En la mesa de al lado del Bellinghausen comía Max Aub con otros escritores del exilio. Era un hombre de aspecto concentrado, bajo, de pelo ensortijado y frente inmensa, ojos perdidos en el fondo de una piscina de vidrio y un gesto que no era posible separar, como las caras de una moneda, de su águila que era el enojo y su sol que era la sonrisa. Aub había sido compañero de aventuras de André Malraux durante la guerra y le pronosticaba a Franco una «muerte verdadera» que no coincidiría con ninguna fecha del calendario porque sería, más que una sorpresa una ignorancia de la propia muerte del dictador por el dictador.
– Mi mamá lo conoce -le dijo Dantón a su compañe-. Ella se lleva muy fuerte con los intelectuales porque trabaja con Diego Rivera y Frida Kahlo.
– Y porque era novia de un espía español comunista -dijo el compañero de Dantón y fue lo último que dijo porque el hijo de Laura Díaz le rompió de un golpe la nariz, se voltearon las sillas, se mancharon los manteles y Dantón se zafó encabronado de los meseros, marchándose del restorán.

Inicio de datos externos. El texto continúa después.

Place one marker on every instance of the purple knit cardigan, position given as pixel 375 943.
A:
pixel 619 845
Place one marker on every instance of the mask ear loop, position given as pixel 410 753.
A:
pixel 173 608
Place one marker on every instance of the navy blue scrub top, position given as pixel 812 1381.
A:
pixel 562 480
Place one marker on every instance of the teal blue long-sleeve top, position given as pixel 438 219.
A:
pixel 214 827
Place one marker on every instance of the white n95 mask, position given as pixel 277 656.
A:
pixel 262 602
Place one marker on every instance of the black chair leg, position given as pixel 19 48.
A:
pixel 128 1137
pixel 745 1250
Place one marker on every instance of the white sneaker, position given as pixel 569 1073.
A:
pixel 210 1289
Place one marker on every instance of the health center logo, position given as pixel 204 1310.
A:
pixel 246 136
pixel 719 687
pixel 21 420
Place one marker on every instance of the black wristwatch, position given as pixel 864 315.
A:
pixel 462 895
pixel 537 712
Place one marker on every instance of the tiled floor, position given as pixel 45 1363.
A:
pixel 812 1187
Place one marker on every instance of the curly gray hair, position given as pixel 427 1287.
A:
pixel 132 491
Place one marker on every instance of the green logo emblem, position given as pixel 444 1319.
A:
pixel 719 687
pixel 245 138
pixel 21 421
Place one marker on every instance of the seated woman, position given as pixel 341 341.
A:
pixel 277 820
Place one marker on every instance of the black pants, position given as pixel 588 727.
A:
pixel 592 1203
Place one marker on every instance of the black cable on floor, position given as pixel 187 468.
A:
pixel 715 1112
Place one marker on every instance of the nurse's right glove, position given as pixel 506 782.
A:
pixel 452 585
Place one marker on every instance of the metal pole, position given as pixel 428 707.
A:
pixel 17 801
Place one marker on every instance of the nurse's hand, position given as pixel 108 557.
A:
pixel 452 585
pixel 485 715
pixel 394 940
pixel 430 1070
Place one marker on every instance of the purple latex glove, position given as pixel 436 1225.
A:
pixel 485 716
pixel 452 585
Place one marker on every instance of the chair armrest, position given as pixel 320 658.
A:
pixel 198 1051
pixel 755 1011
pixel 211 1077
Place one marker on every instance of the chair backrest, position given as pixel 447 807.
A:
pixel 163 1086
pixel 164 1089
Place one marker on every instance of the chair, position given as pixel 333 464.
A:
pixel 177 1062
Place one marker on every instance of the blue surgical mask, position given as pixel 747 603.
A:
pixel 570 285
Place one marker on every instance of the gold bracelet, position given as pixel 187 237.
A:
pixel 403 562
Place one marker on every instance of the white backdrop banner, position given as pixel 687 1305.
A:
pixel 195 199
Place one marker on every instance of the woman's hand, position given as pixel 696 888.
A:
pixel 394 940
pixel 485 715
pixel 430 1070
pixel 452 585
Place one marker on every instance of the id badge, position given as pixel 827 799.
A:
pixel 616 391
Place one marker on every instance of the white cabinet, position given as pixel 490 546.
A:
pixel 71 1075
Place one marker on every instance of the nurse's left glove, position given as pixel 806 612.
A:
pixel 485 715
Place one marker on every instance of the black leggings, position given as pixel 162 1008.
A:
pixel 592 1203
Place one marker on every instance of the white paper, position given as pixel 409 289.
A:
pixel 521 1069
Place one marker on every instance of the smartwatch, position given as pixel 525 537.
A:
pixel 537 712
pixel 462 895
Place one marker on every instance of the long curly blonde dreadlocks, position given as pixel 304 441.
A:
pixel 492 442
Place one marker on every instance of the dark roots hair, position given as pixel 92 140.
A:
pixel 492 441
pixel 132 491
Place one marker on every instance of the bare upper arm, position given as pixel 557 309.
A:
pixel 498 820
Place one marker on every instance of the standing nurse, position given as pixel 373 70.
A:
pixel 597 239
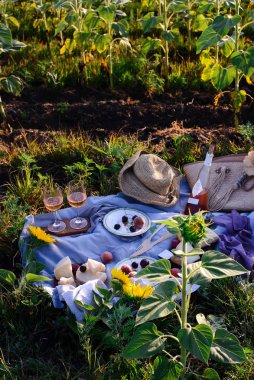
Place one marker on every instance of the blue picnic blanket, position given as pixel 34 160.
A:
pixel 97 240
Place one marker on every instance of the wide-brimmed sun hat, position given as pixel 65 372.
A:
pixel 150 179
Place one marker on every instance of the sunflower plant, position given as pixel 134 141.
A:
pixel 201 341
pixel 32 268
pixel 122 284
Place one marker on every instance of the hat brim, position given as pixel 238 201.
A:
pixel 131 186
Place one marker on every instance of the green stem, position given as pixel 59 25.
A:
pixel 189 27
pixel 184 305
pixel 165 22
pixel 237 73
pixel 110 67
pixel 217 47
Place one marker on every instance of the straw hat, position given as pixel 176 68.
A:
pixel 150 179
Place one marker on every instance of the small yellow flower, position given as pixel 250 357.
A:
pixel 118 274
pixel 136 291
pixel 41 235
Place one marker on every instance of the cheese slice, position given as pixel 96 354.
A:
pixel 94 266
pixel 86 276
pixel 63 268
pixel 67 281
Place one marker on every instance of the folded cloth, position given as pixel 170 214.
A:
pixel 236 241
pixel 83 293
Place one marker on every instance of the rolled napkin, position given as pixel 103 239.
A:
pixel 236 240
pixel 83 293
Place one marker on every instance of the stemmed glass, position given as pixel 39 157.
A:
pixel 53 201
pixel 76 197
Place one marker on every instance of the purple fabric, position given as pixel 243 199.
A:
pixel 236 240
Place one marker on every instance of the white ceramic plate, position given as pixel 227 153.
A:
pixel 115 217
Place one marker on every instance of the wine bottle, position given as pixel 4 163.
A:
pixel 199 195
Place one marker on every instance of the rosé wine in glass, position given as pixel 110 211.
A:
pixel 53 201
pixel 76 197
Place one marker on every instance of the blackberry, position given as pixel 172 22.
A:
pixel 125 219
pixel 144 263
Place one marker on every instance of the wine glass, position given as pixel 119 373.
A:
pixel 76 197
pixel 53 201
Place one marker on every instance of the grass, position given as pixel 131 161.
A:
pixel 40 342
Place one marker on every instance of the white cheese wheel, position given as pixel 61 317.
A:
pixel 63 268
pixel 86 276
pixel 95 266
pixel 67 281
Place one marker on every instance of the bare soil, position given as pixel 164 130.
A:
pixel 100 113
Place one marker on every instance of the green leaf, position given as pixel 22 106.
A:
pixel 207 72
pixel 200 23
pixel 208 38
pixel 223 24
pixel 244 61
pixel 102 42
pixel 31 278
pixel 226 348
pixel 210 374
pixel 150 23
pixel 145 342
pixel 167 35
pixel 5 35
pixel 197 340
pixel 11 84
pixel 91 21
pixel 172 225
pixel 222 77
pixel 159 271
pixel 60 27
pixel 166 289
pixel 238 98
pixel 8 277
pixel 215 265
pixel 120 28
pixel 205 7
pixel 166 369
pixel 150 44
pixel 157 305
pixel 227 46
pixel 14 21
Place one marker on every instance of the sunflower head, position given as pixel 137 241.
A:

Pero en México llenaba también las plazas Manolete, franquista él, pero en realidad invento póstumo de El Greco, flaco, triste, estilizado, Manuel Rodríguez «Manolete» era el diestro del hieratis-mo. Inmutable, toreaba derecho, vertical como una vela. Se disputaba los triunfos con Pepe Luis Vázquez, le contaba Juan Francisco a Dantón cuando padre e hijo concurrían a la nueva Plaza Monumental México, en medio de sesenta mil aficionados, sólo para ver a Manolete, pero Pepe Luis era el sevillano ortodoxo y Manolete el cordobés heterodoxo, el que violaba las leyes clásicas y no adelantaba la muleta para templar y mandar, el que no cargaba la suerte para que el toro entrase a los terrenos de la lidia, el que paraba, templaba y mandaba sin moverse de su sitio, expuesto a que el toro lo toreara a él. Y cuando el toro embestía al torero inmóvil, la plaza entera gritaba de angustia, aguantaba la respiración, y estallaba en un olé de victoria cuando el maravilloso Manolete resolvía la tensión con un volapié lentísimo y hundía el estoque en el cuerpo del toro, ¿te fijaste, le decía Juan Francisco a su hijo al salir, apretujados, de la plaza, por largos corredores que la recorrían como un panal-, ¿te fijaste?, toreó todo el tiempo por la cara, sin quiebro, dominando por bajo al toro, ¡a todos se nos paró el corazón viéndolo torear!, pero Dantón no retenía más que una lección: el toro y el torero se vieron las caras. Eran dos caras de la muerte. Sólo en apariencia moría el toro y sobrevivía el torero. La verdad es que el torero era mortal y el toro inmortal, el toro seguía y seguía y seguía, salía y salía y salía, una y otra vez, cegado por el sol, a la arena manchada por la sangre de un solo toro inmortal que veía pasar a generación tras generación de toreros mortales, ¿cuándo moriría Manolete, en qué plaza encontraría a la muerte que sólo en apariencia le daba a cada toro, cómo se llamaría el toro que le daría su muerte a Manuel Rodríguez «Manolete», dónde lo esperaba?